It was announced the other day that the games that constitute the 2012 Indian Premier League (IPL), a competition lasting six weeks and using the shortest form of the game of cricket, Twenty20, have been watched by more than a million people—and we’re only just over half way through the tournament. Now, when I (Martin) say “watched,” I’m talking about actual bums on seats at the grounds, and not the tens (perhaps hundreds) of millions of people around the world who are enjoying the games on TV or (like me) over the Internet. And when I say “bums on seats,” I mean mostly standing in nail-bitten excitement or jumping around in an ecstatic frenzy.
I was skeptical and not a little snobbish about the IPL: its rampant consumerism, its hype and brashness, and the money.
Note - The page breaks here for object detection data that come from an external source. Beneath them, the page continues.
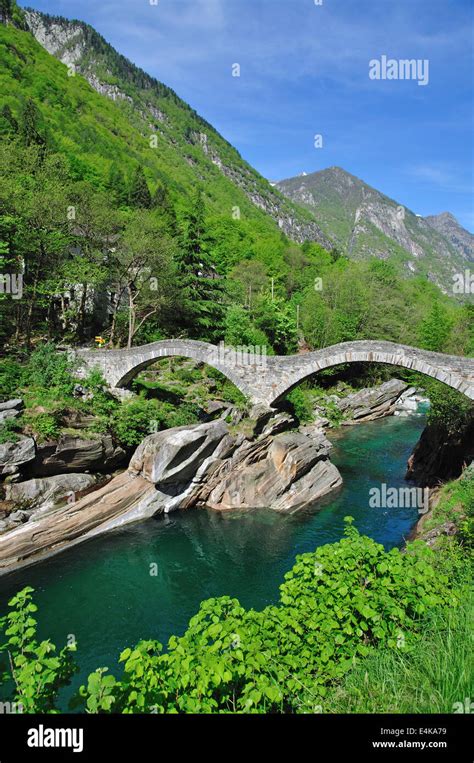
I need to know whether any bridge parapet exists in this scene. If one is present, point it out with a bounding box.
[73,339,474,405]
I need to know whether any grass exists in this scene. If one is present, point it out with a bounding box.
[323,587,474,713]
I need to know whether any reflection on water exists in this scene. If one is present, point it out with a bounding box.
[0,416,424,704]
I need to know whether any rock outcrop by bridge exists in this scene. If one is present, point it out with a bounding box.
[76,339,474,406]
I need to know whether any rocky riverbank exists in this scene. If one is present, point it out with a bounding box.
[0,380,426,571]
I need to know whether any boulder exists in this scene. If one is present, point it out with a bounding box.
[198,432,342,511]
[5,474,97,510]
[405,408,474,487]
[128,419,232,485]
[0,437,36,474]
[31,435,126,477]
[337,379,408,424]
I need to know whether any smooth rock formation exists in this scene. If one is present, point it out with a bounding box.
[30,435,126,477]
[128,419,229,485]
[0,412,342,573]
[197,432,342,511]
[337,379,408,424]
[0,472,155,574]
[0,437,36,475]
[406,411,474,487]
[5,474,97,510]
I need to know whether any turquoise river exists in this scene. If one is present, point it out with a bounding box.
[0,415,424,709]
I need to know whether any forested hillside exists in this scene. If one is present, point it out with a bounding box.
[0,4,472,354]
[277,167,474,294]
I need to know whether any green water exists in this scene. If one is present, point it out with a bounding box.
[0,416,424,694]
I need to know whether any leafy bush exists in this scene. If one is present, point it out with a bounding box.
[24,343,74,394]
[112,397,198,446]
[0,358,23,400]
[0,419,21,445]
[286,387,314,423]
[0,587,77,713]
[25,413,61,440]
[65,524,462,713]
[112,397,156,446]
[82,368,119,417]
[1,518,466,713]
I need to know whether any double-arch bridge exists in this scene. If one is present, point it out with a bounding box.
[76,339,474,406]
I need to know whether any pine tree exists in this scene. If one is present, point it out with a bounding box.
[107,162,128,207]
[152,183,178,236]
[420,300,452,352]
[19,98,46,148]
[0,104,18,135]
[178,190,224,341]
[128,165,151,209]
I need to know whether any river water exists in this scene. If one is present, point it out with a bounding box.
[0,416,425,694]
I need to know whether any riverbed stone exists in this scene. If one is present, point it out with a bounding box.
[31,434,126,477]
[337,379,408,424]
[5,474,97,509]
[199,432,342,511]
[0,436,36,474]
[128,419,228,485]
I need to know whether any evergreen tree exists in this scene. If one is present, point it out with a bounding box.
[19,98,46,148]
[107,162,129,207]
[152,183,178,236]
[420,300,452,352]
[0,104,18,135]
[128,165,151,209]
[178,190,224,341]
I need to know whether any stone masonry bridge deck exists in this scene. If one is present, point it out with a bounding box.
[76,339,474,406]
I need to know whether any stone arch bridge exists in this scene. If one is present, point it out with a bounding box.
[75,339,474,406]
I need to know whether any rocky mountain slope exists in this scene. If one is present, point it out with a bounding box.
[277,167,474,293]
[18,9,331,248]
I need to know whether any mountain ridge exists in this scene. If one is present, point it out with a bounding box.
[23,8,332,249]
[276,166,474,292]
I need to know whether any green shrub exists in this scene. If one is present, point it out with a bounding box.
[24,343,74,395]
[0,419,21,445]
[25,413,61,440]
[0,587,77,713]
[286,387,314,423]
[0,358,23,400]
[1,518,465,713]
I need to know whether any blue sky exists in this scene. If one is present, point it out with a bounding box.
[25,0,474,230]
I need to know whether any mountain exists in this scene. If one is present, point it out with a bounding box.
[17,9,332,248]
[425,212,474,262]
[276,167,474,292]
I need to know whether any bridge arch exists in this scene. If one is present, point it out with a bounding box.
[76,339,253,399]
[76,339,474,406]
[269,341,474,405]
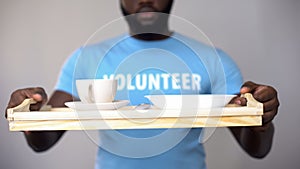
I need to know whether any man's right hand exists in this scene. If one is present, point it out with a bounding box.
[5,87,47,117]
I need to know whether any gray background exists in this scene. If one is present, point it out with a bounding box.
[0,0,300,169]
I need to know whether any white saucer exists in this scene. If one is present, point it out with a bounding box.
[65,100,129,110]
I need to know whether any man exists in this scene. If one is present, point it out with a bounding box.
[8,0,279,168]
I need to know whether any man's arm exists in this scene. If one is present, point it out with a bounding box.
[7,88,73,152]
[229,82,279,158]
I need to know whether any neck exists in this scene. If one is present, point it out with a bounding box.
[130,30,172,41]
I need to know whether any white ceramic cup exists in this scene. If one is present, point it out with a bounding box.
[76,79,118,103]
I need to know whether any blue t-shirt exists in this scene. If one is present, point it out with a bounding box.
[56,33,242,169]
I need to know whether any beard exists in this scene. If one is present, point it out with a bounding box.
[120,0,173,36]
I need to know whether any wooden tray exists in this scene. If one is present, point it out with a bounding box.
[7,94,263,131]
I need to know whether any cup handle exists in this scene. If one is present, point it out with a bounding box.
[87,84,95,103]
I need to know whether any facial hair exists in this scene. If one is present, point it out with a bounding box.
[120,0,173,40]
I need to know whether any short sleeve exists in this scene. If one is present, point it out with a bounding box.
[55,48,81,97]
[212,49,243,94]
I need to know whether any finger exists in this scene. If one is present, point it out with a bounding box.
[229,96,247,106]
[263,98,279,112]
[262,110,277,124]
[240,81,258,94]
[253,85,277,102]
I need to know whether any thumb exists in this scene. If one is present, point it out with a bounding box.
[240,81,259,94]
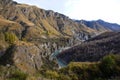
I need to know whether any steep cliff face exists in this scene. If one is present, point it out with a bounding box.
[0,0,95,39]
[76,19,120,32]
[57,32,120,64]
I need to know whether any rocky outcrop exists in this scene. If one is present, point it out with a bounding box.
[57,32,120,64]
[76,19,120,32]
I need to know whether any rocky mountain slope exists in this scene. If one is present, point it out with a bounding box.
[76,19,120,32]
[0,0,119,77]
[57,32,120,64]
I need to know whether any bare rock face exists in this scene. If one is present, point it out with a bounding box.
[12,42,42,73]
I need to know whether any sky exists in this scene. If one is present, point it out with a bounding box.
[14,0,120,24]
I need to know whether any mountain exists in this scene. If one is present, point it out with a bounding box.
[57,32,120,64]
[0,0,95,40]
[0,0,119,80]
[76,19,120,32]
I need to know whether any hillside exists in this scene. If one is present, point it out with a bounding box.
[0,0,120,80]
[76,19,120,32]
[57,32,120,64]
[0,0,96,40]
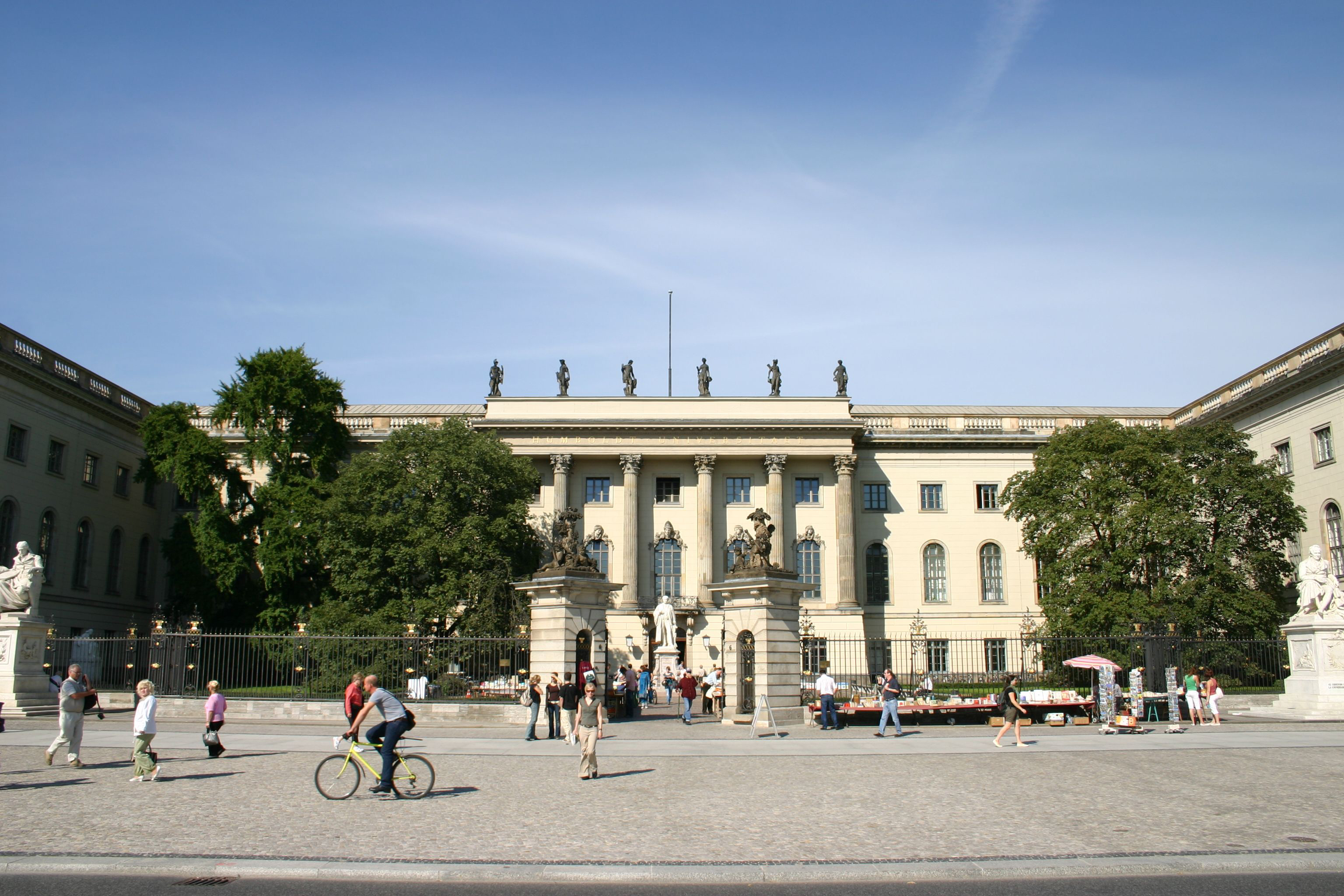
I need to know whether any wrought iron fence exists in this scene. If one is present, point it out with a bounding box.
[801,634,1289,694]
[44,631,528,703]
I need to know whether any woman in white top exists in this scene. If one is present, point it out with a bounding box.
[130,679,158,783]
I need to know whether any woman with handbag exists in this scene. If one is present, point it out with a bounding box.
[200,681,228,759]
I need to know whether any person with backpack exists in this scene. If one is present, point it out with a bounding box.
[346,676,411,794]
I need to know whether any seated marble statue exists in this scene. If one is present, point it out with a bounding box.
[1297,544,1340,616]
[0,541,42,612]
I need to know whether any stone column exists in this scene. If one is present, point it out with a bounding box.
[617,454,644,607]
[835,454,859,607]
[765,454,793,570]
[695,454,715,606]
[551,454,574,513]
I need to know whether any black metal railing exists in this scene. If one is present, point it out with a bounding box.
[801,634,1289,696]
[44,631,528,703]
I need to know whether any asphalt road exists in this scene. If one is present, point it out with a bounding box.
[0,872,1344,896]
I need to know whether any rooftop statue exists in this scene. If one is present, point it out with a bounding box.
[555,357,570,398]
[765,357,784,398]
[0,541,43,614]
[489,357,504,398]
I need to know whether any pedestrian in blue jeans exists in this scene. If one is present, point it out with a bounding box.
[346,676,410,794]
[872,669,900,738]
[816,672,840,731]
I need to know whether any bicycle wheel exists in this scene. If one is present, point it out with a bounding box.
[392,755,434,799]
[313,752,360,799]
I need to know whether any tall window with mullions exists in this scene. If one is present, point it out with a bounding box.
[653,539,682,598]
[793,539,821,600]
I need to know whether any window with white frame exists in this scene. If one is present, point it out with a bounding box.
[723,476,751,504]
[923,541,948,603]
[980,541,1004,603]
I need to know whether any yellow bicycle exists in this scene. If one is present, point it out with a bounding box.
[313,738,434,799]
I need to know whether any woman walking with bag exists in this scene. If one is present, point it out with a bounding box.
[200,681,228,759]
[130,679,158,783]
[994,676,1027,747]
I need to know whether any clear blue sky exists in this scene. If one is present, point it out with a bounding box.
[0,0,1344,404]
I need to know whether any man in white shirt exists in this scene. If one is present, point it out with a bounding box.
[816,670,840,731]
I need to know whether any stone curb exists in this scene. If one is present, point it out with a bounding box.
[0,849,1344,884]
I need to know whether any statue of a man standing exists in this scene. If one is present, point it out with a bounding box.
[765,357,784,398]
[653,594,676,648]
[489,357,504,398]
[1294,544,1340,619]
[0,541,42,614]
[695,357,714,398]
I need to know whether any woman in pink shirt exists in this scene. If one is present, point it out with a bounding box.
[206,681,228,759]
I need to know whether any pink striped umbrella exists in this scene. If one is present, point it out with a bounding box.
[1064,653,1120,672]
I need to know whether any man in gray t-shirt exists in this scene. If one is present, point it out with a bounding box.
[346,676,410,794]
[44,665,98,768]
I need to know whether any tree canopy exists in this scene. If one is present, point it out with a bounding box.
[1003,418,1305,637]
[312,418,540,634]
[136,348,350,629]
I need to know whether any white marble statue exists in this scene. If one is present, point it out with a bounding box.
[1293,544,1340,619]
[0,541,42,614]
[653,594,676,648]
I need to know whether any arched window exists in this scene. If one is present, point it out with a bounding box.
[70,520,93,588]
[923,541,948,603]
[793,539,821,600]
[980,541,1004,603]
[653,539,682,598]
[0,498,19,566]
[583,539,610,575]
[136,535,150,598]
[104,529,121,594]
[1325,501,1344,576]
[863,544,891,603]
[38,511,56,582]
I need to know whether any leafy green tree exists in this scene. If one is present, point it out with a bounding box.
[137,348,350,629]
[312,418,540,635]
[1003,418,1305,637]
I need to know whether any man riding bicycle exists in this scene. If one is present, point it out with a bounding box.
[346,676,410,794]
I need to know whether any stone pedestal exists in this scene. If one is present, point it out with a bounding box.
[1256,614,1344,720]
[0,612,56,716]
[514,570,625,693]
[711,570,812,724]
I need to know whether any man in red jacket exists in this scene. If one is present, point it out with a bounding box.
[677,669,697,725]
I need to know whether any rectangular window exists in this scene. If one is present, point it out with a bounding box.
[1274,442,1293,476]
[47,439,66,476]
[653,476,682,504]
[1312,426,1334,463]
[583,476,612,504]
[985,638,1008,676]
[723,476,751,504]
[4,423,28,463]
[929,641,952,674]
[793,480,821,504]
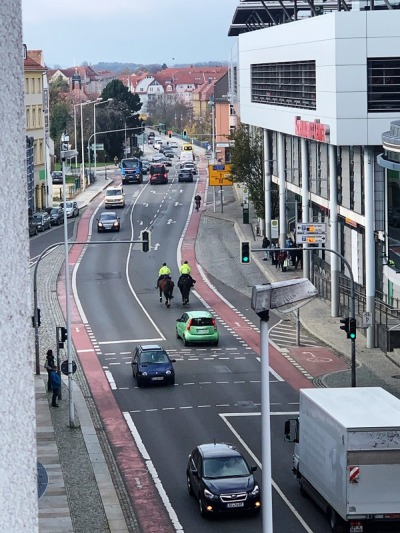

It seemed to me, to use a timeworn phrase, not cricket. But for sheer entertainment value, the IPL is hard to beat. This year, a record number of games have been won off the last ball of the match; some astonishing batting has turned almost certain defeats to improbable victories; and Rahul Dravid, that most unlikely of barnstormers, has been reborn as a dasher. Yes, it’s sometimes not pretty; it’s awash with crassness and glitz; but the sheer vitality and energy the games possess (a feature of the sell-out crowds that turn up to watch each game) can’t be denied. You can get a feel of a typical game by going here.
the only reason i watch ipl is Rahul Dravid, after his retirement from international cricket. It might be his last year here too.